Kicking off Tuesday’s activities at the YouTube Beach in Cannes, Ben Jones, Global Creative at Google, Jonny Spindler, Chief Innovation Officer at BBDO, and Justine Bloome, EVP Head of Strategy and Innovation at Carat USA, gathered on stage to discuss what advertising is going to look like in a world where content and choice have become infinite.
According to Google’s Ben Jones, despite being predicted by many, the future isn’t necessarily going to be defined by the consumption of ever shorter and faster content. He reminded Tuesday’s audience at the YouTube Beach that, while editing has gotten faster in Hollywood movies and chapters have become shorter in best-selling books, both movies and novels are actually getting longer. In Ben’s view the future is not just going to be about choice, but immersion, or as he puts it: “we’re not drowning under a firehose of media, we’re swimming in a sea of it. People have adapted, but brands have not.”
"We’re not drowning under a firehose of media, we’re swimming in a sea of it. People have adapted, but brands have not."
- Ben Jones
Picking up on the idea of immersion, Carat’s Justine Bloome believes that personalisation is going to be one of the keys to the future. With mobile device usage increasing rapidly, and most mobile activity being task-oriented, she sees it as an advertiser’s responsibility not to interrupt, but to participate in a way that enhances the user’s experience. Predicting that the number of advertising messages people see is unlikely to increase, Justine contends that content will have to be nuanced and tailored to the individual in order to stand out.
And according to Jonny Spindler of BBDO, standing out is only going to get harder. Looking back at an age when the quality of TV entertainment was so bad that viewers famously preferred the ads, Jonny believes things have moved on a long way since then. With the likes of HBO and Netflix creating a golden age of programming, he says that now advertisers aren’t just competing with each other for attention, they’re competing against the shows themselves.
With pressure mounting on all sides as the industry adapts to the new reality of copious content and unlimited choice, there was agreement between the panel that organisations and working practices would have to change. Jonny Spindler says that attracting and recruiting a diversity of talent is crucial in this, with a wider variety of skills and backgrounds needed to ensure that marketing is able to cut through the welter of competing signals. And while all of the panel were quick to embrace a model with more emphasis on speed and agility, everyone agreed that unrealistic delivery times shouldn’t be privileged over producing great content.
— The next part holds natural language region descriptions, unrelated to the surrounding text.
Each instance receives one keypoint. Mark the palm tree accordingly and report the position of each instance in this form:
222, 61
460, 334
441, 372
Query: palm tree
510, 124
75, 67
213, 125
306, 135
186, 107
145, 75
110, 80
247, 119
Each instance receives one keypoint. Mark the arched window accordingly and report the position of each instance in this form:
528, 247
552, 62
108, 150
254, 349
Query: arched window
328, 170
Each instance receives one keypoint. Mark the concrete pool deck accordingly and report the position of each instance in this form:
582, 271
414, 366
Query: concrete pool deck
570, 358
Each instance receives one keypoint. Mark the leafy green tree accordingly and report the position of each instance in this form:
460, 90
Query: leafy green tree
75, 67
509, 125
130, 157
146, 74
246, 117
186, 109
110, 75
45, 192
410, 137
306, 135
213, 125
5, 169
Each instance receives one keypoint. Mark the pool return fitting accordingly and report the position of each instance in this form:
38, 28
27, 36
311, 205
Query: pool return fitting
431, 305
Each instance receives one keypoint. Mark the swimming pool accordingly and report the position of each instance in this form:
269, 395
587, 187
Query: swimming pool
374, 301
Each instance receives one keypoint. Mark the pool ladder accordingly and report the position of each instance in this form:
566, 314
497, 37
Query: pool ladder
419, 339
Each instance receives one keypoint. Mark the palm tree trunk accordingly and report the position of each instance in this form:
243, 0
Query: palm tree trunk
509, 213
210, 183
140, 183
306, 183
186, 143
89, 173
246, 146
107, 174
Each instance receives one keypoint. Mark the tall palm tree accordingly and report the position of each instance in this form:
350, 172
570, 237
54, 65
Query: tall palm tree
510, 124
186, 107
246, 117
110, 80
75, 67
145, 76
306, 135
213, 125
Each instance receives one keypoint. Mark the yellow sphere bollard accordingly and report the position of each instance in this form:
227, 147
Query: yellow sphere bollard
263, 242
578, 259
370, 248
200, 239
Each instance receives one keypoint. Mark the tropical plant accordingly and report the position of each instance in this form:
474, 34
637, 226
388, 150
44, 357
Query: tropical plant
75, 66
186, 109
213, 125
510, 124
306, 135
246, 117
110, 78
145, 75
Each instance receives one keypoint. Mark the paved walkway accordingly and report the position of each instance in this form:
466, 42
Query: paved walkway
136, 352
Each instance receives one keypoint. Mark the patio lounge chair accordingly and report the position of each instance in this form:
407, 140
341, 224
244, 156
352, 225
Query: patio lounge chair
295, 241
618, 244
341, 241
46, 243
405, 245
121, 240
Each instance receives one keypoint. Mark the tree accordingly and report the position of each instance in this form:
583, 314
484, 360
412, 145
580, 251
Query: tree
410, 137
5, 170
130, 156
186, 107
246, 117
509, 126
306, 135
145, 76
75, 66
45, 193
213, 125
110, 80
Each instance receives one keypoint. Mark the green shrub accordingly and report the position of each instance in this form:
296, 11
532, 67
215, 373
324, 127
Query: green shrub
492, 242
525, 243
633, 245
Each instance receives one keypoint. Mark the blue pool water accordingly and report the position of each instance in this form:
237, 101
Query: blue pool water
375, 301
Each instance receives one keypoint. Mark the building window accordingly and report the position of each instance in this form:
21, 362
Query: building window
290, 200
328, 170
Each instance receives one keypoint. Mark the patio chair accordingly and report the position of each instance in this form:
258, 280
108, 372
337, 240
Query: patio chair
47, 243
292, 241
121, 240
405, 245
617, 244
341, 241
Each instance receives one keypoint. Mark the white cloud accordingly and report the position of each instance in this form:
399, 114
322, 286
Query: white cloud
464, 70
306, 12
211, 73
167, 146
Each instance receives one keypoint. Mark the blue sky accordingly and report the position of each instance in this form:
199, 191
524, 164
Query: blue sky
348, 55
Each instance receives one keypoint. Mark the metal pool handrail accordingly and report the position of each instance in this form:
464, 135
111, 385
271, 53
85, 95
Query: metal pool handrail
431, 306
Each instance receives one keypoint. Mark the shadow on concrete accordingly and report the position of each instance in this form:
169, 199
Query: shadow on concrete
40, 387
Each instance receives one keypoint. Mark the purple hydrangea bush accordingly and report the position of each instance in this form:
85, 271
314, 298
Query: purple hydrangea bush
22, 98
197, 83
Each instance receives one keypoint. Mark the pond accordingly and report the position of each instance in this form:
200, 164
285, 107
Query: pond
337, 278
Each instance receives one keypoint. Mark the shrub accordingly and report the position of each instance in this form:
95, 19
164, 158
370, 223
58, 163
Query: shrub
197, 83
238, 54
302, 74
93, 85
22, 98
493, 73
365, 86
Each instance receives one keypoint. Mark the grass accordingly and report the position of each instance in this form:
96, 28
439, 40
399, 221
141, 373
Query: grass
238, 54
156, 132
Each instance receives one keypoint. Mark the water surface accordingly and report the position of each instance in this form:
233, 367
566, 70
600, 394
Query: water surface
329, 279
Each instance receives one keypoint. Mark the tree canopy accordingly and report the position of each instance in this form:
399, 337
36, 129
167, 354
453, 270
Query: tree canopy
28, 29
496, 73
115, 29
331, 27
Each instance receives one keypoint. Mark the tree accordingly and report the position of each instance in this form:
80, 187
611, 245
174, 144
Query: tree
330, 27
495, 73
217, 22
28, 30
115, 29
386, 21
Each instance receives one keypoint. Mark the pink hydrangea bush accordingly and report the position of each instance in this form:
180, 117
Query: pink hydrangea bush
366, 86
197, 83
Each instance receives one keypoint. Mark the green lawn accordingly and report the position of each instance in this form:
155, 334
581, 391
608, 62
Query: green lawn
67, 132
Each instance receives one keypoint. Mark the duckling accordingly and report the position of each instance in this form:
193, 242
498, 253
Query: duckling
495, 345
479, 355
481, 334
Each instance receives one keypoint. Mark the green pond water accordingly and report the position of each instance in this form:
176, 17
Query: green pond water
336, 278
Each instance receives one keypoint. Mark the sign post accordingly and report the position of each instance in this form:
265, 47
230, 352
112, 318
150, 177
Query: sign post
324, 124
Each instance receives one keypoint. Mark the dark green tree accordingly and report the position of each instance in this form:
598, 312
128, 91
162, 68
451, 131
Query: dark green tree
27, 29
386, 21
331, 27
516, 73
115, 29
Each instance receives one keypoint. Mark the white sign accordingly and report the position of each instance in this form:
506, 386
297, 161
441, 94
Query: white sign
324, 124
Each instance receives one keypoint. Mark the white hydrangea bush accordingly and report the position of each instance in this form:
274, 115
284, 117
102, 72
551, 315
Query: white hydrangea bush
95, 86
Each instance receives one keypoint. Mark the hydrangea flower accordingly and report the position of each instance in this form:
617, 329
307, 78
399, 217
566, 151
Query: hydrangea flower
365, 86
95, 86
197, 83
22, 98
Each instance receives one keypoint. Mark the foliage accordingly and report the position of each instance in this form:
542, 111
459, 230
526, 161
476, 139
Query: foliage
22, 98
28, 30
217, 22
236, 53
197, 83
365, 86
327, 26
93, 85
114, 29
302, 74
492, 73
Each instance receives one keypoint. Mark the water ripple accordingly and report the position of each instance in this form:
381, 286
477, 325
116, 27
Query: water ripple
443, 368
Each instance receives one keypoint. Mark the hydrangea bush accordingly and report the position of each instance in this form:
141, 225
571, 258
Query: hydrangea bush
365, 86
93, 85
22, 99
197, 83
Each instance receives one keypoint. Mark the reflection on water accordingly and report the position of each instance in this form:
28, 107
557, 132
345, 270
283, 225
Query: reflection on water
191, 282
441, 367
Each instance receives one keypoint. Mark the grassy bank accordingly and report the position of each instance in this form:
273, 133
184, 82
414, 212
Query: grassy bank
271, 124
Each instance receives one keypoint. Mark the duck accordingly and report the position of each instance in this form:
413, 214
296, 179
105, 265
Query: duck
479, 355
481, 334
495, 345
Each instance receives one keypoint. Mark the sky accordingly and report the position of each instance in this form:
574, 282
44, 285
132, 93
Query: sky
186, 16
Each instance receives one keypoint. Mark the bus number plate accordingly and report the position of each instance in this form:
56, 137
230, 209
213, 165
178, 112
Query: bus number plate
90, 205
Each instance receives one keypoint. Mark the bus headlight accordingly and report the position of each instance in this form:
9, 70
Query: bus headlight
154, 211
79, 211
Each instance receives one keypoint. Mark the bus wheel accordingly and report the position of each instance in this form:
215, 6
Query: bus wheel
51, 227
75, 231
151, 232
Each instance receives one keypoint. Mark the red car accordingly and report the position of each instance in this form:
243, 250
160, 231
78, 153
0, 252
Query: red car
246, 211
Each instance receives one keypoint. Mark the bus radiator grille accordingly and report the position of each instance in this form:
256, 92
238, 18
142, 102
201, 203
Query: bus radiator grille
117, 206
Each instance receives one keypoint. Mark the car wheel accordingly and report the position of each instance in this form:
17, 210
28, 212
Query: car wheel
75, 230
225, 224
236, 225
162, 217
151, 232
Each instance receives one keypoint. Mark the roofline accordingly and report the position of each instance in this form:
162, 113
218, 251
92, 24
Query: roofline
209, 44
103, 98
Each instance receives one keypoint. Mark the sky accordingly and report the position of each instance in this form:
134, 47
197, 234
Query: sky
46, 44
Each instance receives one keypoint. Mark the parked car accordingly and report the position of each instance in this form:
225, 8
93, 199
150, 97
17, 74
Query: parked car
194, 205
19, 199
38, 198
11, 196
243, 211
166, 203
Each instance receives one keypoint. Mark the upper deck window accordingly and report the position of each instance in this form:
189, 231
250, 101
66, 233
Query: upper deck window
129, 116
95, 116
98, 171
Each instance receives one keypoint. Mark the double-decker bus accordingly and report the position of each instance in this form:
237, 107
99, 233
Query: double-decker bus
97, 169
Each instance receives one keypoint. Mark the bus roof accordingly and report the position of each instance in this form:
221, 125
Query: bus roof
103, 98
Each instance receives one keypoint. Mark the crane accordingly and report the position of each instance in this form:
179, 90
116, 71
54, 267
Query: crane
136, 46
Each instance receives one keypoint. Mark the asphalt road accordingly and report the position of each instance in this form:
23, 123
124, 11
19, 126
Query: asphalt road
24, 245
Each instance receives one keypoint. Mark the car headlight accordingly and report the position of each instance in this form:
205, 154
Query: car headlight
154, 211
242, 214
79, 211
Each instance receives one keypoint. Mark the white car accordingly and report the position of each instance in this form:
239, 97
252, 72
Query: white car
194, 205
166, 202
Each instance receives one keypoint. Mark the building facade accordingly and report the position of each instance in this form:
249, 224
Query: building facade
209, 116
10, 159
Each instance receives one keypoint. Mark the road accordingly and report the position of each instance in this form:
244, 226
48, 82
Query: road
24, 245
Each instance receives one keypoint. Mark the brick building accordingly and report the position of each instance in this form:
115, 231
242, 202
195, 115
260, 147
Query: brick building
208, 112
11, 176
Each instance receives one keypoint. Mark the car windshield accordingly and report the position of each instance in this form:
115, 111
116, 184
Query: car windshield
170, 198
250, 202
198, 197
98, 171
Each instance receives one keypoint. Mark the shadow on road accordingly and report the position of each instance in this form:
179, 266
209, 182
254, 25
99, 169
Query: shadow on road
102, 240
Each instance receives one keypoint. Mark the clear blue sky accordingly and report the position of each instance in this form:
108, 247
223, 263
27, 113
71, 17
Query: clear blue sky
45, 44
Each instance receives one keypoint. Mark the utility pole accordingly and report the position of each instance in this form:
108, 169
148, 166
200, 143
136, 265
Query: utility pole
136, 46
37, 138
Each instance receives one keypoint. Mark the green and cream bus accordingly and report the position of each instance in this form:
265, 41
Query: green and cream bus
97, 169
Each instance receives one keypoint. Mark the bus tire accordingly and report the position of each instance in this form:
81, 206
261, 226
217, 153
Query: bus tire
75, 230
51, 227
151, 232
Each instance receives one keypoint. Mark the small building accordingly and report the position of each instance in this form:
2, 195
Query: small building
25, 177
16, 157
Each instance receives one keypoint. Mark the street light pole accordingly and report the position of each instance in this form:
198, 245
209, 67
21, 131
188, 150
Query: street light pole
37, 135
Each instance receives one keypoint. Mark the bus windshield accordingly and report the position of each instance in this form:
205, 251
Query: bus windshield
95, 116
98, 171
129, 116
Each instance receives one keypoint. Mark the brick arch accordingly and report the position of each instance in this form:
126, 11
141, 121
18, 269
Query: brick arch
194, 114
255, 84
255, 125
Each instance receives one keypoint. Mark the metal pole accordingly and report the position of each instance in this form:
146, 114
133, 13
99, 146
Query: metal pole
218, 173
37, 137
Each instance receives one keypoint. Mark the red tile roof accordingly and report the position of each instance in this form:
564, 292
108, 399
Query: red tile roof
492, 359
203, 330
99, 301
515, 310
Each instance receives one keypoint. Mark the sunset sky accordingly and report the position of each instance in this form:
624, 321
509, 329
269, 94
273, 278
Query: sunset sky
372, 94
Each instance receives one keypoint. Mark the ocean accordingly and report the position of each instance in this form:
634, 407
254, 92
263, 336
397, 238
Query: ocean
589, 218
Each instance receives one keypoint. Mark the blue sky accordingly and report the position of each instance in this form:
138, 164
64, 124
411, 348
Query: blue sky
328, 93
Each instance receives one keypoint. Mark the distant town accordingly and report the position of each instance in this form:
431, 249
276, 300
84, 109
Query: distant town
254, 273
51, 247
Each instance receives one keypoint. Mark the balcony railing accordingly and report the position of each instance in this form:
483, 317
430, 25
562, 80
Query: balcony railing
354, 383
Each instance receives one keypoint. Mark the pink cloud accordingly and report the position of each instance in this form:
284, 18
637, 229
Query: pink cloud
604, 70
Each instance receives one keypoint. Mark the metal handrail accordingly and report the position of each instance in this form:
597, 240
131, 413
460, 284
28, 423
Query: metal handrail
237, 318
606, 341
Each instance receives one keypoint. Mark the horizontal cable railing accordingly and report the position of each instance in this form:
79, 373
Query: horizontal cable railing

In the final moments of the discussion, Ben showed off some live research challenging popular assumptions about how mobile video should be edited, framed and oriented, after which the panel gave their thoughts on where the industry is headed next. Jonny Spindler is optimistic about the potential of artificial intelligence to open up new kinds of connection, particularly in Chat and Messenger apps, with machine learning optimising message and tone of voice for each individual user. Justine Bloome then had the final word, agreeing that while new technologies and data would always open up new opportunities, it was important to avoid creative becoming so data-led that it simply acts as an echo chamber for the audience’s preconceptions.